Wow!  That’s over a $600,000 difference, just for starting 10 years sooner.  Imagine how big the difference could be if you started at age 17 or 18!  The key is the more time you have to allow your savings and investments to grow, the more money you’ll have in the end!  Remember, waiting just means you make less money in the end. So get moving!


#2 – Where to Invest

If you want to reach the million-dollar goal, you will need some help.  You can’t just put your money in a cookie jar or stuff it into your mattress.  You need to put it to work! As a teenager, start putting money into a savings account to earn a little interest.  Once you saved enough (around $1,000 or more), you should start to look into opening up an Individual Retirement Account or IRA.  When you open the IRA, you can put your money into several different kinds of mutual funds. These mutual funds will generate considerably higher returns than your basic savings account.  This is where your money really starts to grow. The mutual funds invest in hundreds of stocks, ownership in companies, to provide those high returns. They also take advantage of reinvested dividends to keep your account growing.  

Once you graduate from high school or college and you start your career, you should immediately open a 401(k) or 403(b) plan with your employer.  These accounts will empower your money to do more for you in reaching your goal.


#3 – Your Boss Wants to Help


If your job offers a 401(k) plan as part of its benefits package, your employer may offer to match your contributions up to a certain percentage of your salary. This 401(k) match can boost your retirement income by thousands of dollars, and you won’t have to pay any extra income taxes this year. Many employers choose to match employees’ contributions to their 401(k) accounts in order to incentivize retirement saving. While the money employers contribute can’t be used until retirement, this can be thousands of dollars per year, and should be taken advantage of, if offered.

That’s free money your boss is offering, not taking it could result in not achieving your financial goals later in life.  Now your employer may impose some requirements, as you need to work for them for at least 5 years or more. Offering matching contributions is one of the most desired benefits potential employees look for in an employer.

#4 – Being Disciplined

Now that you know about some of the powerful savings tools, where do you get the extra cash to invest? The first place to start is your budget. Match your monthly income with your expenses for the month. Can you cut back on your dining out? Do you really need that manicure once a week? Can you save money on your current insurance? Try shopping around for other carriers for better rates.

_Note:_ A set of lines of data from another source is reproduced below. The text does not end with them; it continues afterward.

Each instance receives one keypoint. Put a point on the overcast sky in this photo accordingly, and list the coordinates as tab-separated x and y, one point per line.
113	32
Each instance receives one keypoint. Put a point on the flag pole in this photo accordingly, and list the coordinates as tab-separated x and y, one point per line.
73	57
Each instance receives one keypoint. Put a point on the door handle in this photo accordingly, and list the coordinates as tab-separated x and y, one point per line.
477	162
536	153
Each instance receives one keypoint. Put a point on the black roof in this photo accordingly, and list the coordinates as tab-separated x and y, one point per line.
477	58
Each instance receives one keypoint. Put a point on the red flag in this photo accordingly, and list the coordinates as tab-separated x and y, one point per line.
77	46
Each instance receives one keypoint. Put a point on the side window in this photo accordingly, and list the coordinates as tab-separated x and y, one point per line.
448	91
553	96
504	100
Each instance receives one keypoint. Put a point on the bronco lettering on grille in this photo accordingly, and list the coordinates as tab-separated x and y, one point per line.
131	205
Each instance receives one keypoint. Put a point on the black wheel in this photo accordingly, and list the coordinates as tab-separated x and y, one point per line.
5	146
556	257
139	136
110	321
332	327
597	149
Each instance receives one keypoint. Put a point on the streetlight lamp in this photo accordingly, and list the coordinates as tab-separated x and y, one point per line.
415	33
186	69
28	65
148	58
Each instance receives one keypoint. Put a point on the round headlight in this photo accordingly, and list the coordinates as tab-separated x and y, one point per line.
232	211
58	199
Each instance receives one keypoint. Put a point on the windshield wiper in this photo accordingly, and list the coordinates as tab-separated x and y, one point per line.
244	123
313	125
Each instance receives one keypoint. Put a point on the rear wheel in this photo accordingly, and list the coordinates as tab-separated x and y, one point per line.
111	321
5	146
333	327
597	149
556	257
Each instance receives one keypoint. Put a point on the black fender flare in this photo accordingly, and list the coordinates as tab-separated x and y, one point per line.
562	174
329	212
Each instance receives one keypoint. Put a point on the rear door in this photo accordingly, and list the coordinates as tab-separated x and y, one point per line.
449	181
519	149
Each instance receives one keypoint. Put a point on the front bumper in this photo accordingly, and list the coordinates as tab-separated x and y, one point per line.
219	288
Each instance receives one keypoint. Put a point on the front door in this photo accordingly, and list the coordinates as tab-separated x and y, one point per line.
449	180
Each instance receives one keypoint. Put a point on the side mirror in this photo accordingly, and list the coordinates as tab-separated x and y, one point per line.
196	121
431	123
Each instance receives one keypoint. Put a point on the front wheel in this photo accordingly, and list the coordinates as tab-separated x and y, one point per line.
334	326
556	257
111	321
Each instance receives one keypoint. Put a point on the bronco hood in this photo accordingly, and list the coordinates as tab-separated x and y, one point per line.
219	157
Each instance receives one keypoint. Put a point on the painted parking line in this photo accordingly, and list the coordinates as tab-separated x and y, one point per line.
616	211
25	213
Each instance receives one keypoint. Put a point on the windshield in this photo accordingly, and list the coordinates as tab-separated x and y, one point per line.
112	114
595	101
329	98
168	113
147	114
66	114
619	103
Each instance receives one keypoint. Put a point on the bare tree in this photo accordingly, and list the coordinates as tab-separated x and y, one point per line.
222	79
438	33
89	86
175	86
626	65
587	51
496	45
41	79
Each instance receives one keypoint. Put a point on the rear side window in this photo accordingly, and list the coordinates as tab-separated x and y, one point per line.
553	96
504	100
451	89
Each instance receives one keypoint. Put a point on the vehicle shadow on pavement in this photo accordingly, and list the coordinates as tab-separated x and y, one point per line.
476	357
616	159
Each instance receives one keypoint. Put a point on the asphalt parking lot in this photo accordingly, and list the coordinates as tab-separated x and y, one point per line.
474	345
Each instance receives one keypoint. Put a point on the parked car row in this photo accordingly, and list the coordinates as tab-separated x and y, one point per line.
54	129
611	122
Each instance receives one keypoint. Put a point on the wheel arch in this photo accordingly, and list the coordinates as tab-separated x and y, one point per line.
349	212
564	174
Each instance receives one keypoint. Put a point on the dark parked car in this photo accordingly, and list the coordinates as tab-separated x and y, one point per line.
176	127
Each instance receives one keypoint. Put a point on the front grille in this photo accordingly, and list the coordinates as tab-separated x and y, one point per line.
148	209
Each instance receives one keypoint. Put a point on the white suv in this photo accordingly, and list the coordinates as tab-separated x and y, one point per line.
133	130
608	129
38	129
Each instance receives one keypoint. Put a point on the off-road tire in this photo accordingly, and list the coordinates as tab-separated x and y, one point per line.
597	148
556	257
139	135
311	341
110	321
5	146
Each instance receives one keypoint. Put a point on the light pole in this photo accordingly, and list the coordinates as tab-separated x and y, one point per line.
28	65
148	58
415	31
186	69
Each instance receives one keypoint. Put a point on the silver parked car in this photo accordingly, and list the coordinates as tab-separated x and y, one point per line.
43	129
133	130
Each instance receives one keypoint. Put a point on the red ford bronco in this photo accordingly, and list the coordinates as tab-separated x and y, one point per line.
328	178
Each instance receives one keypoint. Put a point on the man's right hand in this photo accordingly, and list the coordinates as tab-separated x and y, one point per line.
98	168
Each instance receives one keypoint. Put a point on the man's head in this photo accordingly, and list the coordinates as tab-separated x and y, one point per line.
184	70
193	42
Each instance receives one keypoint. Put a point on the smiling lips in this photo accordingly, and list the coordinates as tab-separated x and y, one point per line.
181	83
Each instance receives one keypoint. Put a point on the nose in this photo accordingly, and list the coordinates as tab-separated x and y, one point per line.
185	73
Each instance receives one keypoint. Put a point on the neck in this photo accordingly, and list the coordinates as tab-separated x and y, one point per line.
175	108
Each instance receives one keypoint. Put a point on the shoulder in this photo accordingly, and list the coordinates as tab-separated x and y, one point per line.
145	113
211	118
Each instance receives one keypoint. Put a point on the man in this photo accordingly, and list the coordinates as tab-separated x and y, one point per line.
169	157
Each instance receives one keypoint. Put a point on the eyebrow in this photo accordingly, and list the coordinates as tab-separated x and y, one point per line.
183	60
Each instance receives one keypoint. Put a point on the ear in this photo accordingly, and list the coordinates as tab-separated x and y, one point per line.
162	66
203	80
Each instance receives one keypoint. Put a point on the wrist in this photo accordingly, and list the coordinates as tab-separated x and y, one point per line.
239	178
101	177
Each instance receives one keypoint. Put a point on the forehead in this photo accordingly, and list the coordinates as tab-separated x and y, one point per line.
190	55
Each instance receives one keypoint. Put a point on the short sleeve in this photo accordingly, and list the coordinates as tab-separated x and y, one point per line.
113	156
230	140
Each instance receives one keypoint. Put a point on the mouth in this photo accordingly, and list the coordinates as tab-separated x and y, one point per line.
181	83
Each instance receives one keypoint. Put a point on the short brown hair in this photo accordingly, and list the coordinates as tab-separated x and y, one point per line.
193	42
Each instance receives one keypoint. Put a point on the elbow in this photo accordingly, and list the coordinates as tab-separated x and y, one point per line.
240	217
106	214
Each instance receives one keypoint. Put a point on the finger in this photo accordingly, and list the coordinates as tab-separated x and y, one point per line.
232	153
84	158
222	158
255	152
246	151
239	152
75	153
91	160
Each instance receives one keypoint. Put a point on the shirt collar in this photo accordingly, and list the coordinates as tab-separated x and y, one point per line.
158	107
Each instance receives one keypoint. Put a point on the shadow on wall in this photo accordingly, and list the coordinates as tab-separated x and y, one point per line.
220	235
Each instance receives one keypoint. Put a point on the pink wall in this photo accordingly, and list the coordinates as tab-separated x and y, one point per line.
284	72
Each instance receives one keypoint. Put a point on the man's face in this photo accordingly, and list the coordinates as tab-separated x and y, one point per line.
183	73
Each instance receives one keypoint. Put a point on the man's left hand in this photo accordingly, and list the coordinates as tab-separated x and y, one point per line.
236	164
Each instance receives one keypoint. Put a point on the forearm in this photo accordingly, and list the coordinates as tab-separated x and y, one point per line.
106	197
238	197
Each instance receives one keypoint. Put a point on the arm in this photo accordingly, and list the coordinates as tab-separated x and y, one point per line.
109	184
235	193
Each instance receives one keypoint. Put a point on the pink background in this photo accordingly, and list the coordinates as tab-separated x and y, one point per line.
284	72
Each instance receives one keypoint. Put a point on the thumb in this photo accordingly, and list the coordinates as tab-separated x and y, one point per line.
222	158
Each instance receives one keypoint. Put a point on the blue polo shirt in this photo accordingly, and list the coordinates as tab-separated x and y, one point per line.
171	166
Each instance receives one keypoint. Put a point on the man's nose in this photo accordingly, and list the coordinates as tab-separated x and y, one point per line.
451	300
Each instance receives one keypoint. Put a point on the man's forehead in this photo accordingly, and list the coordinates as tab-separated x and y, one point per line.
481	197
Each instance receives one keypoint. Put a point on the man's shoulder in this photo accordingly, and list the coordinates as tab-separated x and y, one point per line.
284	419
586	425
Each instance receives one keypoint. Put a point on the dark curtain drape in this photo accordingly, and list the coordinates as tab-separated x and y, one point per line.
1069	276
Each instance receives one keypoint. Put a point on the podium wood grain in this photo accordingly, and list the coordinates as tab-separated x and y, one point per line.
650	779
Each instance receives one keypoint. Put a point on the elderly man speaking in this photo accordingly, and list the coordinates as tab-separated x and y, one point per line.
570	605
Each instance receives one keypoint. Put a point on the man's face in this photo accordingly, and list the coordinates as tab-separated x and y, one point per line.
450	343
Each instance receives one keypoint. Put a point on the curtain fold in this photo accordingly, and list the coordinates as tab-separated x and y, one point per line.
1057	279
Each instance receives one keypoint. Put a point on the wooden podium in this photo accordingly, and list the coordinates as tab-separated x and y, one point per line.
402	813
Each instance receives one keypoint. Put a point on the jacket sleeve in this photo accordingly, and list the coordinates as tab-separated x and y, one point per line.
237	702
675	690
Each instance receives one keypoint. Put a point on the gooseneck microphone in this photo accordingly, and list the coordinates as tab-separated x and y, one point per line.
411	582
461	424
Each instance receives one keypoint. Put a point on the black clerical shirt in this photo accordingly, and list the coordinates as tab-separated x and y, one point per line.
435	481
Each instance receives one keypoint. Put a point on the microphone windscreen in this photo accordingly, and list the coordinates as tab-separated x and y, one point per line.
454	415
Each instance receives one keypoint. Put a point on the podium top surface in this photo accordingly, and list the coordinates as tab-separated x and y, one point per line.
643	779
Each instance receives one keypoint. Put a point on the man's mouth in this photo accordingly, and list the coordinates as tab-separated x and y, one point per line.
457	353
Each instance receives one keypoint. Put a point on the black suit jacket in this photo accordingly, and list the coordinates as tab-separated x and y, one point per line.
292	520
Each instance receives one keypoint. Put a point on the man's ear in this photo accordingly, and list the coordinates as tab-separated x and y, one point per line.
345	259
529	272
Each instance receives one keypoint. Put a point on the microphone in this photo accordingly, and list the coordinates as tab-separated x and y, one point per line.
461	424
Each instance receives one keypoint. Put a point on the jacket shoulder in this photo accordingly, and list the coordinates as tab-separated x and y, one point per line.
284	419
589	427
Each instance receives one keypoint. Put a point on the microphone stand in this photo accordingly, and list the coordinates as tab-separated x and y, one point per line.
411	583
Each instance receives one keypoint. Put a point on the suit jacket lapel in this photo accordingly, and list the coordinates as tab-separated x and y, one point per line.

After you’ve extracted expenses from the budget, there are three keys to making your million dollars. First, as we already mentioned, you must take advantage of any type of employer match program. If you have a 401(k) plan at work and the employer matches up to 6% of your pay, you should contribute at least 6% of your pretax income to the plan. Second, set up your accounts on an automatic investment plan, so that a portion of each monthly income goes directly to savings. Lastly, choose your savings plans to maximize the power of your investments.

Fighting the urge to spend money on things that don’t help you get to your goal will derail you saving plan.  Having that personal discipline will allow you to reach your goals on time.


#5 – Reaching $1,000,000

As your income increases throughout your career, you can contribute more than the $200 a month.  This will accelerate your savings rate and enable you to reach your goal even sooner. It does take a little patience and discipline.  This is not a “get rich” model but a methodical purposeful plan to reaching your goal. In addition, who knows, when you come back for your 40-year high school reunion, you can come back as a millionaire!


Disclaimers and References:

As with any investment a certain level of risk exists and you could lose some or all your investments.  The past performance of any investment is not indicative of future results. To learn more about your money, enroll in a Business Education class soon!  Consult a tax professional or investment professional for full guidance and support.


All calculations were generated on www.sec.gov and are for descriptive purposes only.